La semana pasada entré en uno de los locales de Manhattan de American Girl, ese templo del consumo que vende muñecas típicamente estadounidenses y su ropa. Mientras hacía la cola para comprar un uniforme de porrista de 15 centímetros de alto, tuve que reírme: entre el rojo, blanco y azul del uniforme había una etiqueta que decía “Made in China”.
Es una metáfora reveladora que habla de un dilema económico, cultural y político mucho más amplio que afecta al mundo occidental. Durante la década pasada, muchos procesos de manufactura que solían hacerse en Estados Unidos y Europa occidental fueron trasladados a otros países. En 2010, China reemplazó a EEUU como la mayor nación manufacturera del mundo, según un estudio de IHS Global Insight cuyos resultados se dieron a conocer en marzo. Es la primera vez en 110 años que EEUU no está a la cabeza de ese ranking.
No es sorprendente que muchos norteamericanos estén nerviosos.
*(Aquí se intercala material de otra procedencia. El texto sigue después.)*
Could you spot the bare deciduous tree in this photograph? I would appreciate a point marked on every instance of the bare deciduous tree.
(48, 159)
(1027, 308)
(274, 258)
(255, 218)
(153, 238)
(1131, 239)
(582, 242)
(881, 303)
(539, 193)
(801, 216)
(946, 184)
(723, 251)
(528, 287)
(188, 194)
El presidente Barack Obama compara el auge de China y otros mercados emergentes al momento en que la Unión Soviética lanzó el Sputnik -un acontecimiento tan impactante que debería galvanizar a la nación. Pero no se trata sólo de que algunos artículos ya no sean enteramente “estadounidenses”; lo más significativo es que ahora están fabricados en tantos lugares, y forman parte de cadenas de abastecimiento tan intrincadas, que es difícil decir dónde los producen en realidad.
Un fascinante estudio reciente realizado por el Banco Asiático de Desarrollo analiza, por ejemplo, dónde se fabrica un iPhone. Aunque la compañía -Apple- es estadounidense, los componentes pueden ser ensamblados en China, Corea, Taiwán, Alemania o EEUU y en el proceso está involucrada casi una docena de compañías a las que es difícil poner una etiqueta étnica.
Y no es sólo en el campo de la electrónica que las fronteras se desdibujan. Hace dos décadas, Sylvia Yanagisako, una profesora de Antropología de la Universidad de Stanford, viajó a Italia para estudiar el comercio textil y la moda, pero descubrió que tantos procesos clave se habían trasladado a China que optó por centrar su investigación en Shangai. Además, halló que a los diseñadores italianos les resulta muy difícil precisar qué es lo que implica ser un diseñador italiano. Después de todo, la etiqueta “Made in Italy” tiene prestigio entre los consumidores (incluyendo, irónicamente, entre los chinos ricos). ¿Qué es lo que significa la italianità (la condición de que algo sea italiano) si un producto está hecho, en parte, en China? Las contradicciones culturales de esta “Ruta de la Seda del siglo XXI”, como la llama la profesora Yanagisako, son intensas.
El desafío para los economistas es todavía mayor. En otras épocas, lo usual era medir la producción de una economía teniendo en cuenta el lugar en que se “hacían” los bienes. ¿Pero qué país podría reclamar hoy el “valor” por un iPhone (o un traje italiano o una muñeca American Girl)? ¿Dónde reside la “producción” en un mundo en que las compañías pueden trasladar sus ganancias?
Todo es tan complejo que Pascal Lamy, el director general de la Organización Mundial del Comercio, hace poco expresó la idea, aparentemente herética, de que los economistas deberían dejar de prestar tanta atención a las estadísticas de “importaciones” y “exportaciones”. En vez de tratar de determinar qué es “Made in America” o “Made in China”, los economistas deberían concentrarse en la economía global como un todo, insistió Lamy. Para él, “ya no tiene sentido pensar en el comercio en términos de ellos y nosotros”.
En términos racionales, Lamy tiene razón, pero es improbable que su visión tenga mucho peso político con la tasa de desempleo estadounidense en alza y todo lo que se habla sobre las guerras cambiarias.